JSON extensions such as NaN handling

json

#1

I recently added a proposal for Jason to add an option to allow decoding and encoding of NaNs (not a number) and ± infinity. This would allow decoding strings such as

{ "v1": NaN, "v2": Infinity }

So far the discussion was mainly between @OvermindDL1 and myself, and I would like to get more feedback on this.

Here is the gist of it.

Fact: The JSON spec doesn’t support it. Furthermore, it explicitely discourages it.

Numeric values that cannot be represented in the grammar below (such as Infinity and NaN) are not permitted. (RFC 7159)

Fact: Quite a few parsers out there have the option to deal with NaNs. Many of these even have this option enabled by default (which leads to quite a bit of “JSON” out there which is not spec compliant):

  • Python enables NaNs by default and provides an option to be spec complient

    > import json
    > data =  [float('nan'), float('inf'), float('-inf')]
    > data
    [nan, inf, -inf]
    > json.dumps(data)
    '[NaN, Infinity, -Infinity]'
    
  • GSON (JVM) provides an option to deal with NaNs but is spec compliant by default

  • Julia provides an option to deal with NaNs but is spec compliant by default

  • OCaml Yojson enables NaNs by default and offers a flag to be spec compliant

Fact: Various parsers do not allow for NaNs. This includes

  • JavaScript
  • Go
  • Rust
  • Currently all Elixir JSON libs

Question: What is an appropriate choice for a JSON parser?

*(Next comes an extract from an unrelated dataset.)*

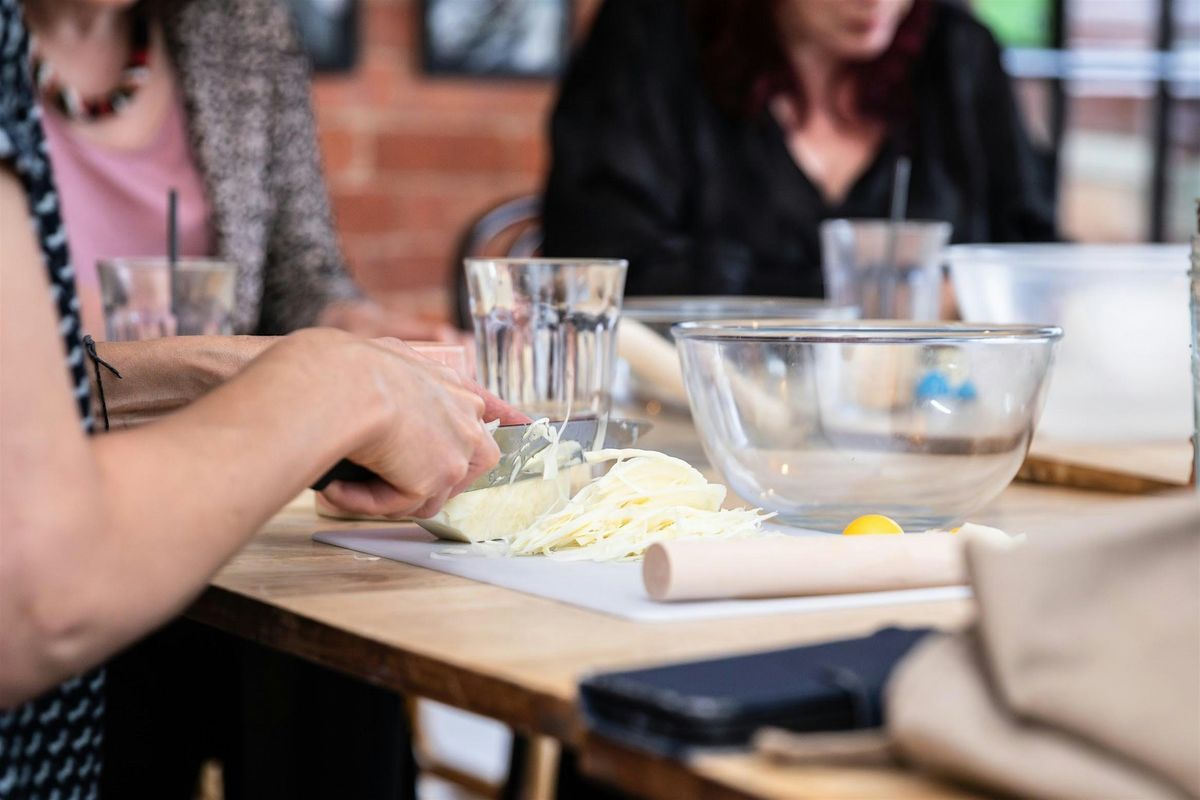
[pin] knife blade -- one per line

  1. Be spec compliant and do not provide options for deviating from that.
  2. Allow for NaN parsing on the basis that JSON in the wild may be not spec compliant and the only way to properly deal with such strings is to write a JSON parser that can deal with these.

Looking forward to feedback.


#2

What would be the expected behaviour in Elixir when parsing a JSON document with NaNs? BEAM doesn’t support NaN nor infinities, so I would expect to get back an error saying the input can’t bee decoded.

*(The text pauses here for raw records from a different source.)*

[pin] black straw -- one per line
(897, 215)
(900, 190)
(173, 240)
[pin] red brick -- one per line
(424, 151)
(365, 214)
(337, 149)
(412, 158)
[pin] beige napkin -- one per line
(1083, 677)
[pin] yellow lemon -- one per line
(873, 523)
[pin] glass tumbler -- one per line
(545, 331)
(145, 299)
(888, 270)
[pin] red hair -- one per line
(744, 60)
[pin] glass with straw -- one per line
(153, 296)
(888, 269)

But if we’re talking about an extension to the parser, then it should probably define its own representation for such invalid values, e.g. parse NaNs into :NaN, and user code will have to depend on this particular representation. Moreover, I assume there’s not universal representation for encoding such value in different languages (it’s not part of the spec and there’s no separate spec for handling NaNs and infinities).

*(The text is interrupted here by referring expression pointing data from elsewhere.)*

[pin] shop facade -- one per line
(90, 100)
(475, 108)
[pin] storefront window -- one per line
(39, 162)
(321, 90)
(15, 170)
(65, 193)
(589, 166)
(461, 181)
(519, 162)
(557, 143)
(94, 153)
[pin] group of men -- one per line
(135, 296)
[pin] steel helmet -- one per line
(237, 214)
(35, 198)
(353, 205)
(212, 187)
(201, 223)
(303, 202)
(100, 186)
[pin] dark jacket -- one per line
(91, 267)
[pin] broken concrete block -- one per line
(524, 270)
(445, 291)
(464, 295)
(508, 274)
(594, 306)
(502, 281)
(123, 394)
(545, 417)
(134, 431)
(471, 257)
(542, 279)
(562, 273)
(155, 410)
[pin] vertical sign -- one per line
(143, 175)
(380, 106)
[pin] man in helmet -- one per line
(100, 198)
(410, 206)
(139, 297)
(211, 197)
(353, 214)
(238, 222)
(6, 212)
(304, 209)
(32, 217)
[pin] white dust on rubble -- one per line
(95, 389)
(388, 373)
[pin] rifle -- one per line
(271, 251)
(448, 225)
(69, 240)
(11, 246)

These observations lead me to the conclusion that it won’t be sufficient to add an option to a JSON library to enable support for non-conformant values because there may be different representations for such values in the wild.

A proper solution from a JSON library perspective would be to allow the user to hook into the parser and extend it in the desired way. So I see it as an extension mechanism rather than a single configuration option.